Ich habe hier viele mexikanische Freunde gefunden und diese haben mir immer gesagt ich soll vorsichtig sein mit dem was ich essen, denn „Europäer haben einen schwachen Magen“. Ich habe nicht weiter zugehört bis ich plötzlich unter “Moctezumas Rache” litt. So haben es zumindest meine Freune genannt. Augenscheinlich wollte Moctezuma Rache an den Europäern üben, die ihm sein Reich wegnahmen. Also wenn Sie in Mexiko sind sollten Sie vielleicht nicht das Leitungswasser trinken, denn da nimmt er Ihnen das übel. Aber bald ging es mir wieder besser und ich habe das tolle mexikanische Essen und Agua de Jamaica genossen. Das ein Hibiskustee mit viel Zucker und einer echten Blüte. Ein anderes kulinarisches Highlight ist helados de bote. Das ist eine Art Eiscreme allerdings ohne Milch, Diese findet man überall in den verschiedensten Sorten. Auf dem Querétaro Markt haben wir sogar eine mit Schlangengeschmack gesehen. Keiner von uns hat sie probiert.

Die Sprachschule liegt gleich im Stadtzentrum von Guanajuato und die Lehrer sind sehr freundlich. Das Gebäude ist wunderschön und es gibt eine große Terrasse, auf der ich mit meinen Mitschülern während der Pause getroffen habe. Dort habe ich immer das „mexikanische Gefühl“ mit der warmherzigen Atmosphäre und den lebhaften Farben bekommen.
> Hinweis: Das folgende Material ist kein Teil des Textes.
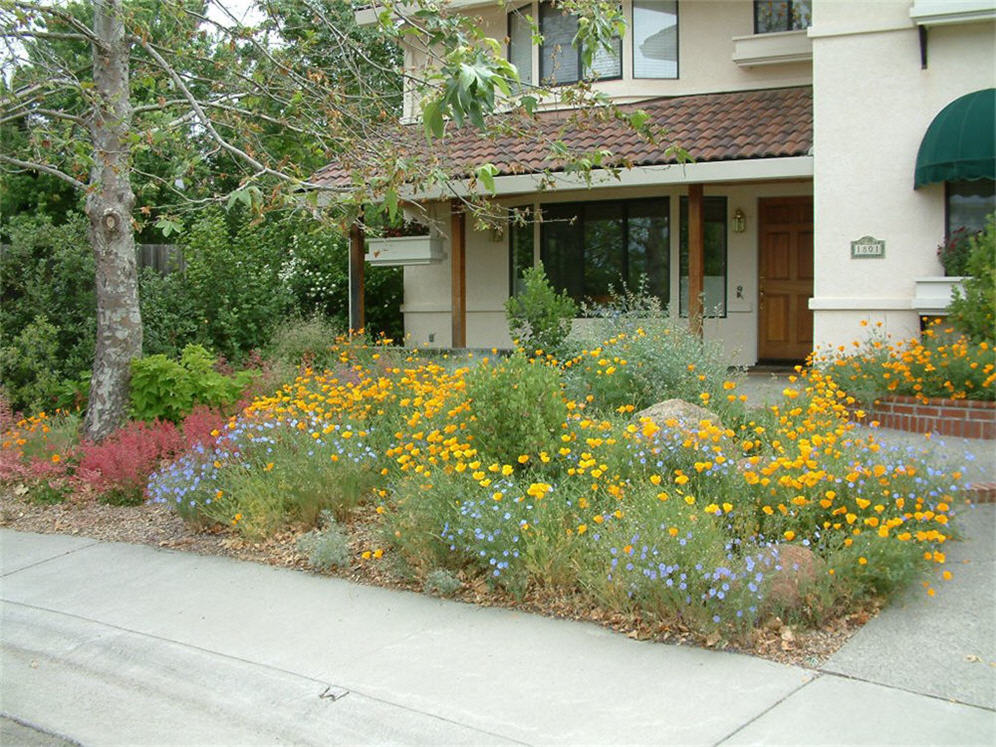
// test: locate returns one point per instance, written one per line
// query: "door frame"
(761, 202)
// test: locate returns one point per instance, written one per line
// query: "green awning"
(960, 144)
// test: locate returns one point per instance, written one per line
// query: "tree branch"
(51, 170)
(208, 124)
(65, 17)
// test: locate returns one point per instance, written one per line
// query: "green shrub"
(234, 278)
(517, 407)
(326, 547)
(28, 366)
(635, 355)
(442, 582)
(165, 389)
(955, 251)
(317, 274)
(169, 313)
(308, 341)
(47, 286)
(973, 309)
(539, 317)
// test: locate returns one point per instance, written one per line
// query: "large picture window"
(655, 38)
(782, 15)
(714, 282)
(969, 204)
(589, 247)
(560, 60)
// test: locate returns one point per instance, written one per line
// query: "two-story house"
(834, 145)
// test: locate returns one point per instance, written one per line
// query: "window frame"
(947, 205)
(677, 43)
(788, 16)
(513, 231)
(579, 210)
(683, 251)
(508, 31)
(581, 71)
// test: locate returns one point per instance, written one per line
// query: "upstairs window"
(560, 60)
(589, 247)
(520, 43)
(655, 38)
(782, 15)
(969, 204)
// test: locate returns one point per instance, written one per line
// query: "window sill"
(934, 12)
(772, 49)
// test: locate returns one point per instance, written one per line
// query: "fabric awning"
(960, 144)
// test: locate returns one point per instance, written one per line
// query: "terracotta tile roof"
(769, 123)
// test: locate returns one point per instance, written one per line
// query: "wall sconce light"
(739, 221)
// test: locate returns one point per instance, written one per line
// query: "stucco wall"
(427, 288)
(706, 29)
(872, 106)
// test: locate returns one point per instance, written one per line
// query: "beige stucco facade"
(872, 106)
(872, 103)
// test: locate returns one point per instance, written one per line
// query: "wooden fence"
(163, 258)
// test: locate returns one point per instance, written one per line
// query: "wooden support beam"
(458, 274)
(696, 257)
(357, 316)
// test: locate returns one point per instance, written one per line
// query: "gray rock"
(687, 414)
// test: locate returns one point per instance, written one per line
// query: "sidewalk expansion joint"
(328, 689)
(767, 710)
(49, 560)
(941, 698)
(40, 729)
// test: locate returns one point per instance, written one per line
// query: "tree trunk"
(109, 204)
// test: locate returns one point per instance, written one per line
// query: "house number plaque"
(868, 248)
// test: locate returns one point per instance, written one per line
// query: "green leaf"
(638, 119)
(432, 117)
(485, 174)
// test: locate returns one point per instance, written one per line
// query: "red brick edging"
(981, 492)
(963, 418)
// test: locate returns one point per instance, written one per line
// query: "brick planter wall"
(949, 417)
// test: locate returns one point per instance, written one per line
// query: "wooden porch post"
(458, 274)
(357, 317)
(696, 257)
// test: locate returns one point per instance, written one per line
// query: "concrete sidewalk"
(120, 644)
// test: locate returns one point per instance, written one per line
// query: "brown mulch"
(160, 526)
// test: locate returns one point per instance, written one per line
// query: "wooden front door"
(785, 278)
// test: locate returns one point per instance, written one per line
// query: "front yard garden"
(534, 480)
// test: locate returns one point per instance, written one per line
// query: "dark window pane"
(607, 64)
(649, 247)
(520, 247)
(714, 297)
(655, 39)
(781, 15)
(558, 58)
(802, 14)
(561, 249)
(520, 44)
(603, 249)
(969, 203)
(609, 244)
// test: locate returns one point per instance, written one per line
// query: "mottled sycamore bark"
(109, 204)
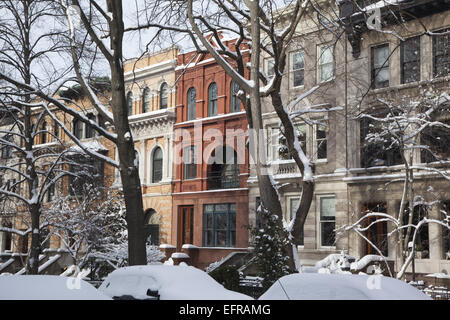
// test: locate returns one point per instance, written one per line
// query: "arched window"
(130, 103)
(223, 173)
(77, 129)
(89, 133)
(151, 226)
(56, 130)
(101, 121)
(157, 165)
(164, 93)
(235, 103)
(212, 100)
(146, 100)
(44, 132)
(192, 97)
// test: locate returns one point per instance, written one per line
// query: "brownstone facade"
(205, 192)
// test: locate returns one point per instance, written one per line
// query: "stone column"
(142, 164)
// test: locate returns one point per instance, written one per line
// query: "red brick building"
(211, 167)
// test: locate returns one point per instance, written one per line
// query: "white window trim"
(266, 66)
(291, 69)
(288, 198)
(319, 47)
(275, 158)
(318, 221)
(371, 64)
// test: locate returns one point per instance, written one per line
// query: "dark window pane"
(327, 233)
(212, 99)
(410, 60)
(130, 103)
(441, 54)
(146, 102)
(157, 165)
(380, 66)
(219, 225)
(235, 103)
(191, 110)
(163, 96)
(298, 78)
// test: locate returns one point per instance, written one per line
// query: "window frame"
(289, 210)
(191, 105)
(213, 89)
(292, 70)
(230, 228)
(269, 72)
(130, 103)
(403, 63)
(78, 128)
(434, 44)
(164, 89)
(161, 164)
(44, 132)
(374, 72)
(190, 167)
(146, 100)
(94, 168)
(320, 221)
(7, 150)
(235, 103)
(320, 65)
(316, 142)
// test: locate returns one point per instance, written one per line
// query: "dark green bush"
(228, 276)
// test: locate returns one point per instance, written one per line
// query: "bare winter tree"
(267, 30)
(97, 22)
(32, 170)
(416, 131)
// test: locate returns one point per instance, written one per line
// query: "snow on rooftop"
(45, 287)
(93, 145)
(317, 286)
(172, 283)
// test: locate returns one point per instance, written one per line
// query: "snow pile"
(47, 288)
(316, 286)
(171, 283)
(364, 261)
(334, 263)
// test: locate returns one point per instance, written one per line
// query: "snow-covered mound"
(316, 286)
(45, 287)
(170, 282)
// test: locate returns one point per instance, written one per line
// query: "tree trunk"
(268, 192)
(128, 170)
(35, 249)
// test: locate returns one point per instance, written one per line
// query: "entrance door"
(185, 226)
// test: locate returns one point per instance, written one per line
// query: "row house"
(210, 195)
(150, 84)
(386, 68)
(351, 177)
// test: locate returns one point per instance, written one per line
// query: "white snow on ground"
(364, 261)
(171, 282)
(316, 286)
(47, 288)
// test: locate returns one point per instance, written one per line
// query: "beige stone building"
(347, 184)
(150, 86)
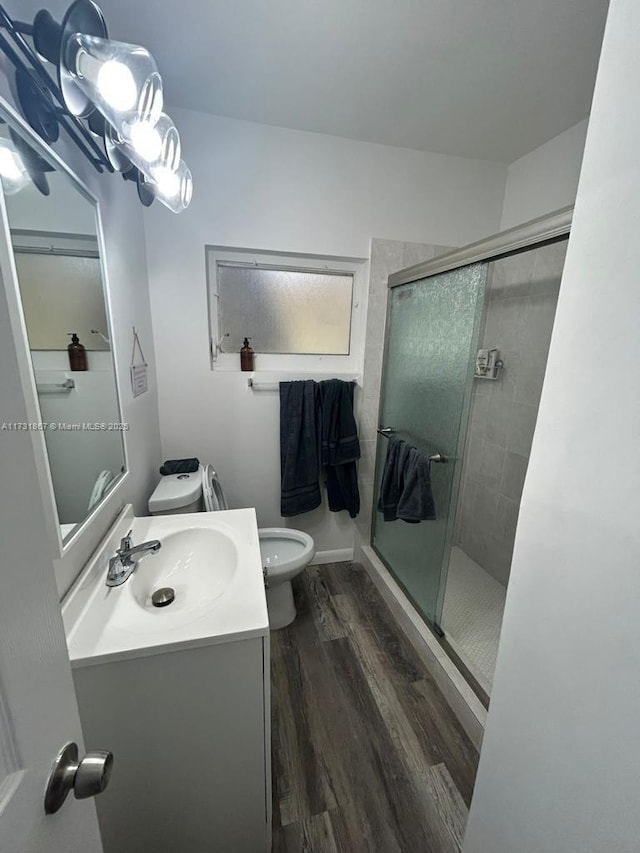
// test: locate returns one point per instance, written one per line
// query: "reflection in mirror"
(59, 272)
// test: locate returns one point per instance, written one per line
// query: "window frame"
(293, 362)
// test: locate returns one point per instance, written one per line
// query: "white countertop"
(104, 624)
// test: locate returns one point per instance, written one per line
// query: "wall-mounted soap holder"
(488, 364)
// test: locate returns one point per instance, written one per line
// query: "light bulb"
(168, 182)
(120, 80)
(116, 85)
(158, 145)
(174, 189)
(13, 173)
(146, 140)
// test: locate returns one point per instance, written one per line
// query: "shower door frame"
(536, 233)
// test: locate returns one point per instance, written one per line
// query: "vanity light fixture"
(108, 97)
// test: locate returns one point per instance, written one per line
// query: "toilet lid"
(214, 498)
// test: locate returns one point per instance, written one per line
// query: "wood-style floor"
(367, 755)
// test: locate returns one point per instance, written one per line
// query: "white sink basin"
(198, 564)
(212, 563)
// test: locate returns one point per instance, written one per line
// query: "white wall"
(544, 180)
(559, 766)
(264, 187)
(126, 269)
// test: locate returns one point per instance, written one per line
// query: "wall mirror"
(60, 278)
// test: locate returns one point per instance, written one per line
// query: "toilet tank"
(177, 493)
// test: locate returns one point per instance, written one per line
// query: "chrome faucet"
(122, 565)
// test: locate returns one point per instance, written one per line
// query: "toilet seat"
(284, 551)
(214, 499)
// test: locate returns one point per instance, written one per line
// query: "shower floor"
(472, 615)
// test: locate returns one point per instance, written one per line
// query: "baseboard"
(338, 555)
(463, 701)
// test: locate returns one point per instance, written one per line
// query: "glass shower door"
(432, 337)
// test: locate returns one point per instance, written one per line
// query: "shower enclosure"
(466, 345)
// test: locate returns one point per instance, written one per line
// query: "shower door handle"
(438, 457)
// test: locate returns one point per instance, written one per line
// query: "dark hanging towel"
(405, 491)
(416, 501)
(339, 445)
(392, 478)
(299, 463)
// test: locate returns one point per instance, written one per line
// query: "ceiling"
(488, 79)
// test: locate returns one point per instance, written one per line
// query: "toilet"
(285, 552)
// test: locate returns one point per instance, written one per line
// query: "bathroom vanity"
(179, 694)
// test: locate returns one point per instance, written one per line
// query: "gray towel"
(393, 478)
(299, 448)
(416, 501)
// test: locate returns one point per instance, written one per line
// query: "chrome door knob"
(87, 777)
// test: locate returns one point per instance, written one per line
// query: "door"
(38, 711)
(432, 335)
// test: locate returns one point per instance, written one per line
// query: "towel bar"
(55, 387)
(275, 386)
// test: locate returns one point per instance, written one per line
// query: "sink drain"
(163, 597)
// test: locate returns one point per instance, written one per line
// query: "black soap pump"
(77, 353)
(247, 356)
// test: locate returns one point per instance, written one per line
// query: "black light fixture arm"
(26, 62)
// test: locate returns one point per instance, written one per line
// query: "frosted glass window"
(284, 310)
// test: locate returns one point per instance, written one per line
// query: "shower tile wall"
(387, 256)
(519, 314)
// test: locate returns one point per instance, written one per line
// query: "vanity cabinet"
(190, 733)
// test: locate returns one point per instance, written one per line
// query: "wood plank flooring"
(367, 755)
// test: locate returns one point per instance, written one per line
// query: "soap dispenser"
(77, 353)
(247, 356)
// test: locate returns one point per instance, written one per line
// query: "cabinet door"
(188, 728)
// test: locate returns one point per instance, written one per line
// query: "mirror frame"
(9, 280)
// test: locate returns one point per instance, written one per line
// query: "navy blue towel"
(392, 478)
(416, 501)
(299, 448)
(339, 445)
(405, 491)
(180, 466)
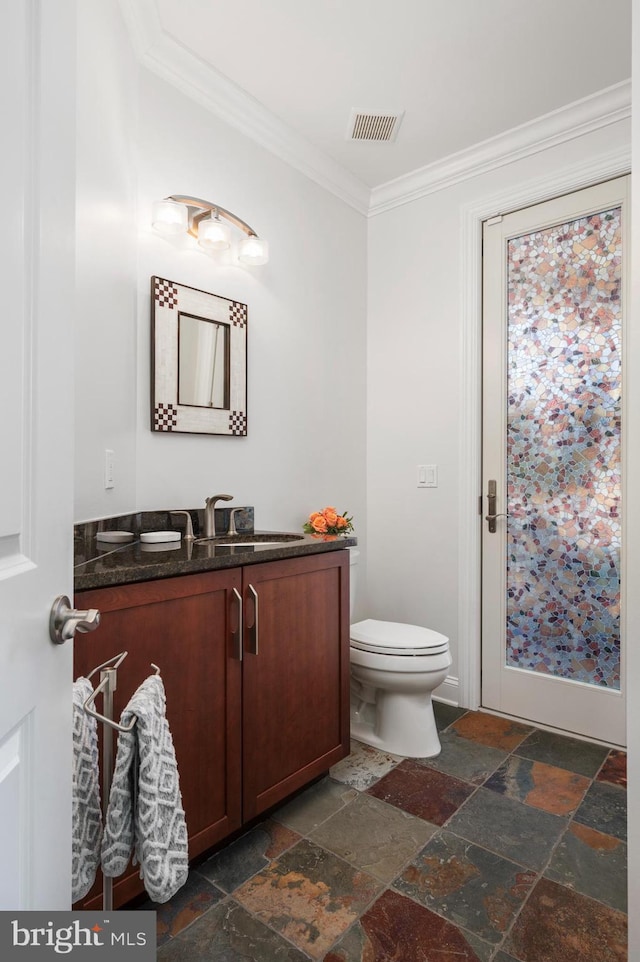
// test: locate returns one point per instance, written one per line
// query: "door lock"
(492, 498)
(64, 621)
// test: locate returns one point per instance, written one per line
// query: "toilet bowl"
(395, 668)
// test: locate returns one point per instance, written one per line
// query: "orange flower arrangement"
(328, 523)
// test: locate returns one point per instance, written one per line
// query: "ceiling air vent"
(366, 125)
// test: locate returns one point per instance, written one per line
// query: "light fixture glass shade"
(253, 251)
(169, 217)
(213, 234)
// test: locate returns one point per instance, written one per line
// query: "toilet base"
(402, 724)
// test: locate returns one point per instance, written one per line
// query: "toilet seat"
(396, 638)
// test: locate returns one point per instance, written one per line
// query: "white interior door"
(37, 44)
(552, 626)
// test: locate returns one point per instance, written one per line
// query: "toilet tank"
(354, 554)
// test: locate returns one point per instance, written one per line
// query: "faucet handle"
(189, 536)
(232, 521)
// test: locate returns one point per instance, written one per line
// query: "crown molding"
(592, 113)
(156, 50)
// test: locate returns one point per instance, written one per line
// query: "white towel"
(145, 812)
(87, 816)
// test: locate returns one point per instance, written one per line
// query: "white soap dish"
(161, 546)
(155, 537)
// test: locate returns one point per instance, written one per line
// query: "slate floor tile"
(473, 888)
(373, 836)
(364, 766)
(614, 769)
(446, 714)
(424, 792)
(195, 898)
(604, 808)
(491, 730)
(543, 786)
(584, 758)
(517, 832)
(557, 924)
(397, 929)
(308, 895)
(593, 864)
(466, 759)
(312, 807)
(227, 932)
(243, 858)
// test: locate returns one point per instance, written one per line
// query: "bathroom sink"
(266, 538)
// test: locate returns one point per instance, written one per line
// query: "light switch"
(109, 481)
(427, 475)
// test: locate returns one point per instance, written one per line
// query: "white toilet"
(394, 670)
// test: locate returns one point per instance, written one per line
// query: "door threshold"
(550, 728)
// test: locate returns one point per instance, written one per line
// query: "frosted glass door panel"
(553, 496)
(563, 450)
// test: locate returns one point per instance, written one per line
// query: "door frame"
(473, 215)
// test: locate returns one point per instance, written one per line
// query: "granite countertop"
(104, 565)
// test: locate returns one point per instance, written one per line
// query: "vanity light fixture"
(206, 222)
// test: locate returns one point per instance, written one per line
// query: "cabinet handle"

Ganz besonders viel Spass hatte ich, wenn wir abends ausgegangen sind. Ich wollte unbedingt wissen wie die cantinas so sind, aber Natalia, Eta und ich hatten Schwierigkeiten reinzukommen denn diese waren nur für Männer zugelassen! Letztendlich haben wir eine gefunden wo man uns reinließ – wenn auch nur für ein paar Minuten. Dort habe ich allerdings auch verstanden warum Mexikanerinnen nicht sonderlich traurig waren, dass sie dort nicht reindurften denn da drin war es sehr schmutzig und irgendwie langweilig. Trotzdem war ich glücklich mal in einer echten cantina gewesen zu sein!

Es gibt dennoch so viele Dinge die ich hier in Guanajuato noch nicht gesehen habe! Ich musste leider zurück um meine Universität abzuschliessen aber da ich hier so viele Freunde gefunden habe, werde ich bestimmt bald zurückkommen!